O ponto mais polêmico, e mais interessante, da proposta é a transformação da Cemig em uma “corporation”. O termo pode parecer distante, mas o conceito é simples: uma empresa sem controlador único, com capital pulverizado e governança mais moderna, transparente e aberta ao mercado.
Diferente da privatização, o modelo não implica perda de controle público. O governo estadual continuaria com uma golden share, aquela ação especial com poder de veto em decisões estratégicas. Isso garante que o Estado preserve influência sobre temas centrais, como tarifas, política de investimentos e controle de ativos energéticos.
Na prática, o modelo dá à Cemig o melhor dos dois mundos: agilidade de empresa privada e responsabilidade pública, além de permitir atrair capital, inovar em energia renovável, investir em infraestrutura e competir em um setor cada vez mais exigente, sem as amarras do direito público e de políticas que frequentemente paralisam as estatais brasileiras.
Há quem critique a ideia de usar empresas públicas como moeda de negociação, mas é preciso separar paixão de pragmatismo. O que o governo mineiro propõe não é “vender Minas”, mas reinventar o papel do Estado. Em vez de dono e interventor, o Estado torna-se gestor e regulador, o que é mais leve, mais racional e mais focado em resultados. A proposta coloca Minas no mapa de uma nova geração de governos estaduais que equilibram contas sem aumentar impostos e sem comprometer o investimento público.
Além disso, o uso de ativos estratégicos como garantia e âncora de credibilidade dá força à negociação com a União. Não se trata de enfraquecer o Estado, mas de fortalecer a confiança federativa, e mostrar que Minas tem lastro, seriedade e condições de honrar compromissos.
A Cemig é muito mais do que uma empresa de energia: ela é símbolo de Minas. Presente em mais de 800 municípios, emprega milhares de trabalhadores diretos e indiretos, movimenta a cadeia produtiva e leva eletricidade e desenvolvimento aos cantos mais distantes do estado.
Hoje, o setor exige inovação tecnológica, transição para fontes limpas, inteligência digital e investimentos bilionários em redes inteligentes, e uma empresa estatal, sozinha, com limitações orçamentárias e travas de governança, não consegue acompanhar esse ritmo.Transformá-la em corporation é uma maneira de garantir sua sustentabilidade, competitividade e expansão, algo que beneficia o consumidor, o investidor e o Estado.

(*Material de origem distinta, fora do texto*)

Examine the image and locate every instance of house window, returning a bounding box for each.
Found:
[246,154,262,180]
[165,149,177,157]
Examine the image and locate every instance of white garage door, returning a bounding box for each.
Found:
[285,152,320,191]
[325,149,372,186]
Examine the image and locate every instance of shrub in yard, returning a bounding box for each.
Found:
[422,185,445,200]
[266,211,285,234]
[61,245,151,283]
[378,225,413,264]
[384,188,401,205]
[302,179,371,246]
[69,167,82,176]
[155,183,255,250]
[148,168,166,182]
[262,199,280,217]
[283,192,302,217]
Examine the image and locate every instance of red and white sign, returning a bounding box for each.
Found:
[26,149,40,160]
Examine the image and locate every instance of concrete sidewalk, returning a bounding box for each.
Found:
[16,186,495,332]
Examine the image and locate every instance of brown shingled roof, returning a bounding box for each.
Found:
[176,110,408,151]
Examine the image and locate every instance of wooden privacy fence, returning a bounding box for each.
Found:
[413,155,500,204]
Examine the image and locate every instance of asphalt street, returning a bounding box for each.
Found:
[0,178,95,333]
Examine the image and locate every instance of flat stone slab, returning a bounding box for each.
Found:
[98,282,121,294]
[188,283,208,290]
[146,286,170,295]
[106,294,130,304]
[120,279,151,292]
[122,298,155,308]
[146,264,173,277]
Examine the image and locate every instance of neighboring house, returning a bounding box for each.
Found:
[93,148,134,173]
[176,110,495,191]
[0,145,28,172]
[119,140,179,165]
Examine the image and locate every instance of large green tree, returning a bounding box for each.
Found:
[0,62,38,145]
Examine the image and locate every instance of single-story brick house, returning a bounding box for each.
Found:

A Cemig passa a ser vista não como problema, mas como solução.Um ativo estratégico que, bem estruturado, pode multiplicar o valor do Estado e gerar novos ciclos de investimento.

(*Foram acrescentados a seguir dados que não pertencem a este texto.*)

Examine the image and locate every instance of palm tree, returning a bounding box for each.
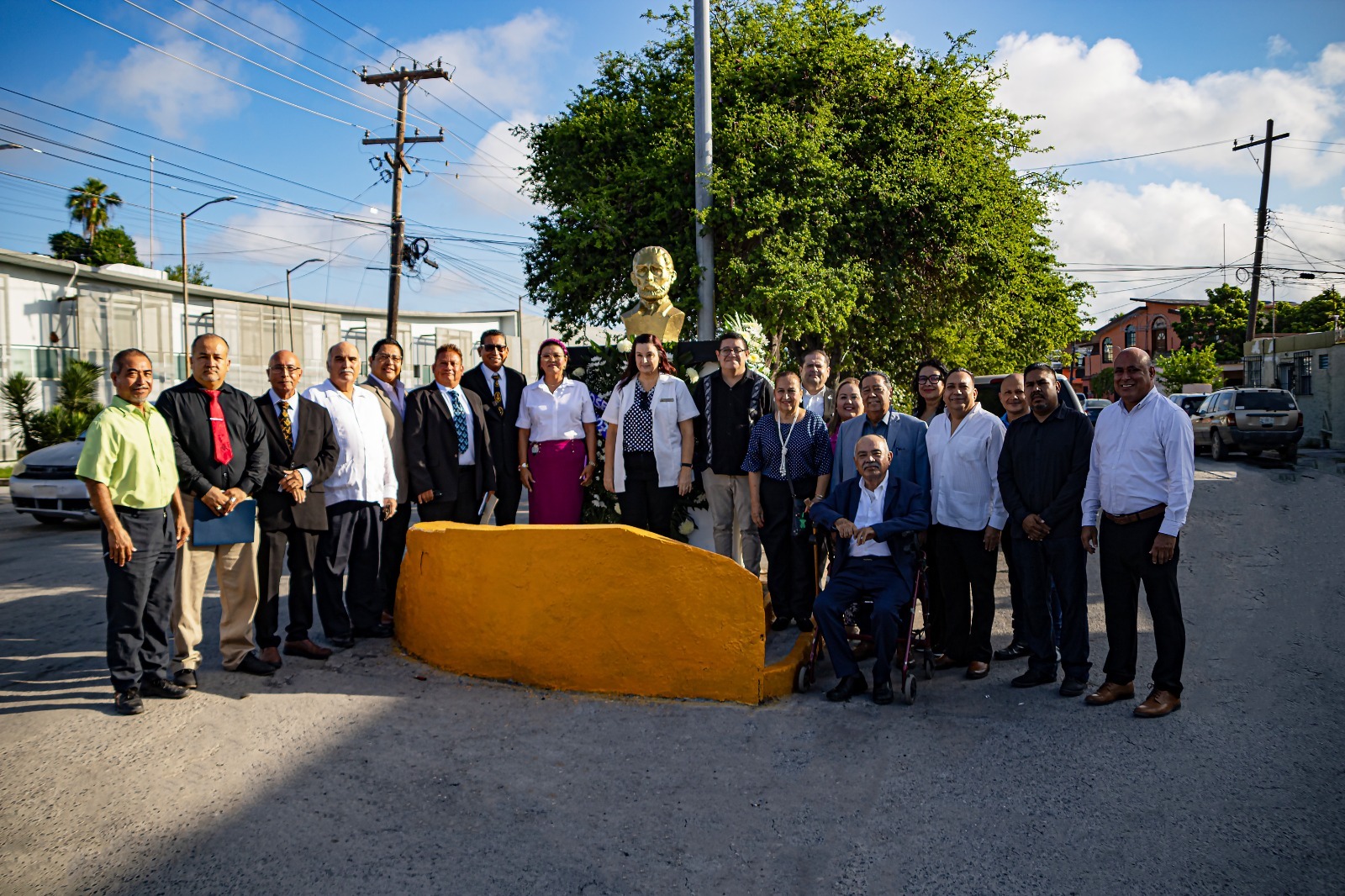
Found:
[66,177,121,240]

Com as contas equilibradas, o Estado ganha capacidade de planejar a longo prazo, destrava parcerias e melhora a classificação de risco. Isso significa juros mais baixos, mais obras, mais empregos e mais segurança para empreendedores e investidores.
Do ponto de vista político, Minas envia uma mensagem simbólica a Brasília: é possível dialogar sem se submeter, negociar sem brigar e reformar sem paralisar. O Estado mostra maturidade federativa e senso de oportunidade.
É claro que o otimismo não dispensa cautela.
A modelagem precisa ser transparente, a valoração da Cemig deve ser feita com rigor técnico e o controle social precisa ser garantido. Mas esses são desafios operacionais, não impedimentos estratégicos.
O debate na Assembleia Legislativa e na sociedade civil é fundamental, não para barrar o avanço, mas para aperfeiçoá-lo. Se bem conduzido, o projeto pode representar o início de uma nova era para Minas Gerais. O movimento da Cemig dentro do Propag é, acima de tudo, inteligência administrativa e confiança no futuro.
Se a Cemig ajudar a iluminar esse caminho, que essa luz não se apague, nem na economia, nem na consciência de quem governa.